Minnesota looks to build on region-leading efforts in energy conservation
Already a regional leader in energy conservation, Minnesota has a new law that its supporters say will provide more choices to consumers as well as a mix of investments and incentives to reduce energy use and encourage a switch to cleaner power sources.
The bipartisan Energy Conservation and Optimization Act (HF 164) was signed into law in May. It builds on the state’s existing, ratepayer-funded Conservation Improvement Program, which offers various ways for households and businesses to achieve energy savings — for example, the use of energy audits and rebates to install high-efficiency appliances, lighting, and heating and cooling systems. Among this year’s legislative changes, according to MinnPost:
- more investments through the Conservation Improvement Program to help low-income households achieve energy savings;
- a higher energy-savings goal for Minnesota’s investor-owned electric utilities — 1.75 percent of annual retail sales instead of 1.5 percent;
- a rise in the statewide energy savings goal, from 1.5 percent to 2.5 percent of annual retail sales of electricity and natural gas;
- greater flexibility in how utilities can reach their savings goals, including through improved “load management” and financial incentives for consumers to move away from fossil fuel sources toward the use of low-carbon or carbon-free alternatives.

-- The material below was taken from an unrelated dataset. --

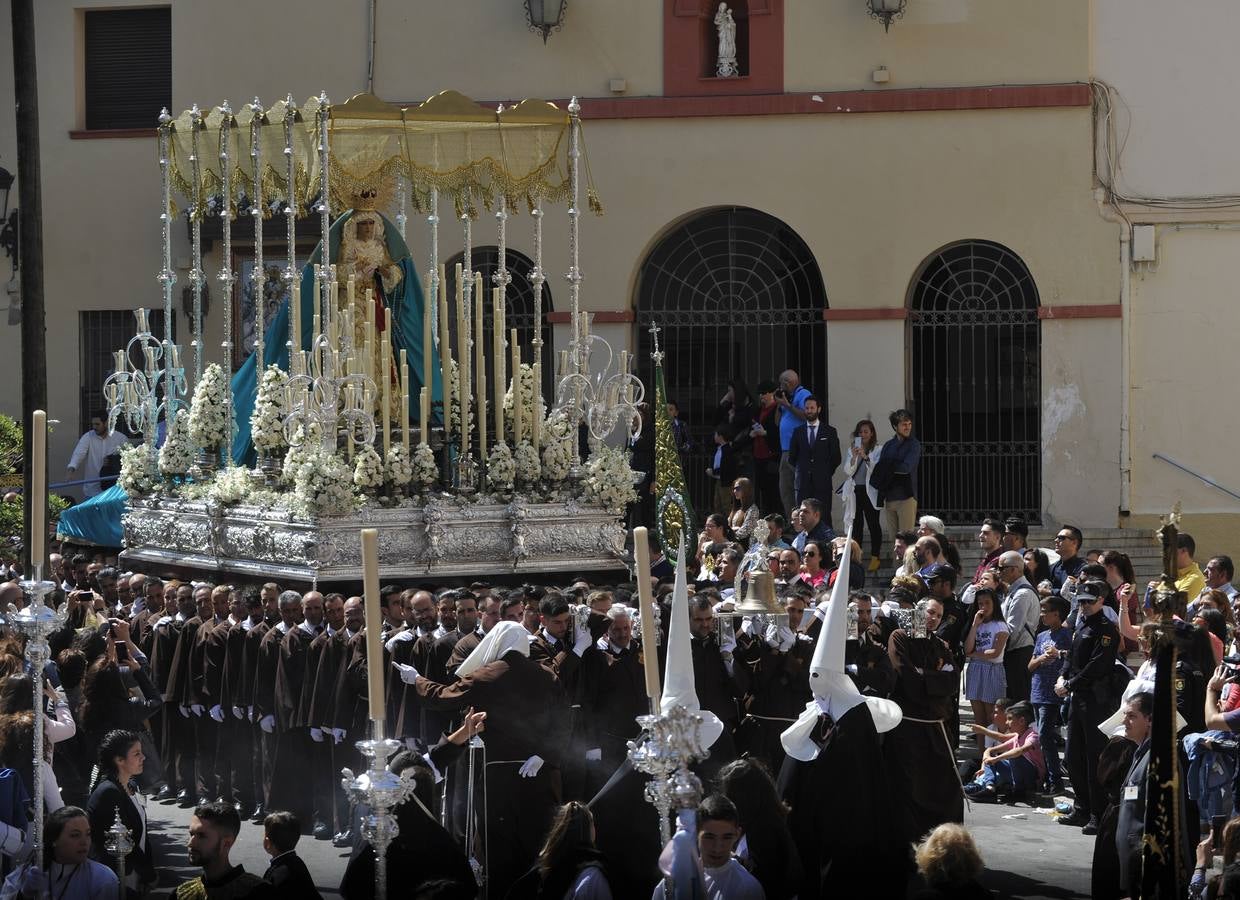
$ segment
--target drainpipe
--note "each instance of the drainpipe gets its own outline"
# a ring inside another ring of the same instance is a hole
[[[1098,213],[1108,222],[1120,226],[1119,234],[1119,305],[1120,305],[1120,416],[1119,416],[1119,510],[1126,515],[1132,494],[1132,436],[1129,428],[1128,403],[1132,384],[1132,225],[1110,203],[1102,188],[1094,190]]]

The American Council for an Energy-Efficient Economy ranked Minnesota ninth among U.S. states in its “2020 State Energy Efficiency Scorecard,” which compares and analyzes policies across the country. The council singled out Minnesota’s energy policies related to building codes and state-owned buildings. Michigan is the second-highest-ranked state in the Midwest (see map), due in large part to a 2016 law (SB 438) that extended electric and natural gas savings targets and offered additional financial incentives to utilities.